DRUMMOND: With one out of two adults unemployed, nobody knows how to
get welfare people into jobs. Under welfare reform, families face a five year limit to
receiving TANAF benefits, but because jobs are so hard to find, the government gave tribes
an exemption to the five year rule when the reservation unemployment rate goes above 50%.
Even with this leeway, the future looks bleak to many. Richard Mike, who runs a Burger
King franchise in Payenta, says the impact of welfare reform may be to drive talented
young people off the reservation in search of employment. In fact, Mike says, the trend
was underway before welfare reform, but the new pressure to get a job has sped up the
process.
RICHARD MIKE, Franchise Owner: Basically what we're stuck with here...I
don't want to say "the dregs of society", but basically I guess that's the
shortest way of saying it.

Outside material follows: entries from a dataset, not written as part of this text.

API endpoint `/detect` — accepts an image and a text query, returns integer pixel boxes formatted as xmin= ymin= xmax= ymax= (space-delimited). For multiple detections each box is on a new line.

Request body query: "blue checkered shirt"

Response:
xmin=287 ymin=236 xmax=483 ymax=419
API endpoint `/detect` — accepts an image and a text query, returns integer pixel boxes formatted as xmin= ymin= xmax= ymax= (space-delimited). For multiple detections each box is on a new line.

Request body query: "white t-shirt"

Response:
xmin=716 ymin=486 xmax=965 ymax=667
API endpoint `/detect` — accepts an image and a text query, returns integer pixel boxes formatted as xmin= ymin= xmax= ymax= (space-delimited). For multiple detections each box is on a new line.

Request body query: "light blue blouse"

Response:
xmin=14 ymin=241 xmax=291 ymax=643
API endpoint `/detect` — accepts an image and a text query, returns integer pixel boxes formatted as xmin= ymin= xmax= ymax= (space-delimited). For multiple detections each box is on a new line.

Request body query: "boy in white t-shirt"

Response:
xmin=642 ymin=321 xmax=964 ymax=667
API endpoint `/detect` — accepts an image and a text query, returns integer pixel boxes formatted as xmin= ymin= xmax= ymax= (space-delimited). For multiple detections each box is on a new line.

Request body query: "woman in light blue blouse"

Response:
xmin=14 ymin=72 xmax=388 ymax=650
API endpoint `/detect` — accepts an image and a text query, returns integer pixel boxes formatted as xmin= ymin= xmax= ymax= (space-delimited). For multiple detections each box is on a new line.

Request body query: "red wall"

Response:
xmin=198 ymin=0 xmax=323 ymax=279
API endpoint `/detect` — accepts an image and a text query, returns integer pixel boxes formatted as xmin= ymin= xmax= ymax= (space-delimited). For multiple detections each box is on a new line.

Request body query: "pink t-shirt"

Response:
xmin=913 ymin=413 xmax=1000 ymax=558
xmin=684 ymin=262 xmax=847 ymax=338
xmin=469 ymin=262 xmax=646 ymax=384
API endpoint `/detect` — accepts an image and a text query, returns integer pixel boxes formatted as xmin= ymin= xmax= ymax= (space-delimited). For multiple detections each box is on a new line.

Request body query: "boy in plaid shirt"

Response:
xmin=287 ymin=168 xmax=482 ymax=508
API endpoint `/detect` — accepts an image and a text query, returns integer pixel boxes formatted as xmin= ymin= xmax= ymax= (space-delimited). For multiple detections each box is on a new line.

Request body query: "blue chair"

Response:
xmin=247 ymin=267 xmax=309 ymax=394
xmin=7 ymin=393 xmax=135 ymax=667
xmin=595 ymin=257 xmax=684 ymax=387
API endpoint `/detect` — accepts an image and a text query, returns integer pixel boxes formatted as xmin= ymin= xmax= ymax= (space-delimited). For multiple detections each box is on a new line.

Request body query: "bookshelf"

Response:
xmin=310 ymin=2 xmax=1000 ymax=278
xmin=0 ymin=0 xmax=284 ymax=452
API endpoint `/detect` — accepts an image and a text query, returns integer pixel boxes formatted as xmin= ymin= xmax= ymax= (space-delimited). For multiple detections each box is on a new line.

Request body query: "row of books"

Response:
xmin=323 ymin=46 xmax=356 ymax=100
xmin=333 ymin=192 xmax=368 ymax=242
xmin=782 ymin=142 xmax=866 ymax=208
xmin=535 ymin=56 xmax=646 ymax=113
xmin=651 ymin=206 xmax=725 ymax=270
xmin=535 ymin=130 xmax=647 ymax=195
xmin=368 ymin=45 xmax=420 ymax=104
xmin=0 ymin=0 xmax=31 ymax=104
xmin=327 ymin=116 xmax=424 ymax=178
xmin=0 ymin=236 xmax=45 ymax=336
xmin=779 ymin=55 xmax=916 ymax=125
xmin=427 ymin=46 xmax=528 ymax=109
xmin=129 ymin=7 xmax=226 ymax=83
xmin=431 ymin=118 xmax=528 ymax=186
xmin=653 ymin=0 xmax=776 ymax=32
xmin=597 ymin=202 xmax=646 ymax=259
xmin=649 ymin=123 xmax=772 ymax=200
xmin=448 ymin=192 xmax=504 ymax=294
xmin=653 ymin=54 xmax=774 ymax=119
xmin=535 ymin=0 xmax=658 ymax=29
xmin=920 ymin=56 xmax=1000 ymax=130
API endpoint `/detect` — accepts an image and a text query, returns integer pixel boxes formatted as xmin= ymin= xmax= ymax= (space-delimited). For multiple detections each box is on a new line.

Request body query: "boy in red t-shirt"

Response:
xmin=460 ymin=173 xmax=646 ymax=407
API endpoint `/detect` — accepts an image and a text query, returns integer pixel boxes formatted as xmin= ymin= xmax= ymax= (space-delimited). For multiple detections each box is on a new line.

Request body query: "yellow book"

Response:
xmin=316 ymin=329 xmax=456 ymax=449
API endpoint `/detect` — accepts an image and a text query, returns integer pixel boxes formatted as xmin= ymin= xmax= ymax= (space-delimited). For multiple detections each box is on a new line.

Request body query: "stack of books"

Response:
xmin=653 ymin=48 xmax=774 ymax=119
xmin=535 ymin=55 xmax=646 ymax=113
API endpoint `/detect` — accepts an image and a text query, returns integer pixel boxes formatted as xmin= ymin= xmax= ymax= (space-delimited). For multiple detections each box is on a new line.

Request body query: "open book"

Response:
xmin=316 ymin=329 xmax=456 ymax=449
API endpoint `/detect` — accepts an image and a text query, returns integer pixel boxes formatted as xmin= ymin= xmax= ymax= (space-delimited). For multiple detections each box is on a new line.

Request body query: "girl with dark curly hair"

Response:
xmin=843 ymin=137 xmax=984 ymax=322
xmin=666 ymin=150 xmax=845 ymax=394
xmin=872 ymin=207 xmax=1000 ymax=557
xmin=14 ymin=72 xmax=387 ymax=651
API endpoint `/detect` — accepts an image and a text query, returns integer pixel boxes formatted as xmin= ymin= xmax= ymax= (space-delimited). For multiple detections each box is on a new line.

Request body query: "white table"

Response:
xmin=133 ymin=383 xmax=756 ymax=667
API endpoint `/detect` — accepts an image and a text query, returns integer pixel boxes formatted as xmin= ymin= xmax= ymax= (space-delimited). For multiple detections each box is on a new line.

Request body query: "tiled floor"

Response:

And so, how do you develop a new culture with people that are
hanging on?
DRUMMOND: If the tribe takes control of TANAF, it may have no more
success than the federal government in bringing up the standard of living on the
reservation. But Dr. Eddie Brown, formerly Assistant Secretary of the Interior for Indian
Affairs during parts of the Bush and Clinton Administrations, is not ready to dismiss
tribal governments' efforts as hopeless. Brown says the Navajo can rise to the occasion
and adapt to a new environment.
EDDIE BROWN, Fmr. Asst. Secretary for Indian Affairs: Clearly, things
are changing. Tribes are understanding and realizing that they need economic development
on reservation and that there is a certain tradeoff. Like any culture, no culture is
stagnant. Certainly, when you look at Navajos, and you look at the sheep, and you look at
the jewelry, and you look at the dress, that is all identified as traditional. We know
that that was strongly influenced by the Spaniards. Pickup trucks. Pickup trucks have now
become an Indian animal or an Indian machine that works in for Indian people. I think this
will continue to happen and as Navajos have to decide, do we want coal or strip mining on
our reservation, or do we not want jobs? And, you know, there are tradeoffs that are
continually going to have to be made that are very tough. But that I think the Navajos
have showed a great deal of courage and a great deal of foresight in saying we want to
take on the responsibility of caring for our Navajo citizens.
DRUMMOND: By taking over control of welfare programs on
the reservation, the Navajo Nation hopes to take the biggest step so far in asserting its
sovereignty. But many of the thousands of aid recipients are more concerned with reliably
receiving their benefits, than with the political symbolism of Indian self-government.
Reporting for NPR News, I'm William Drummond.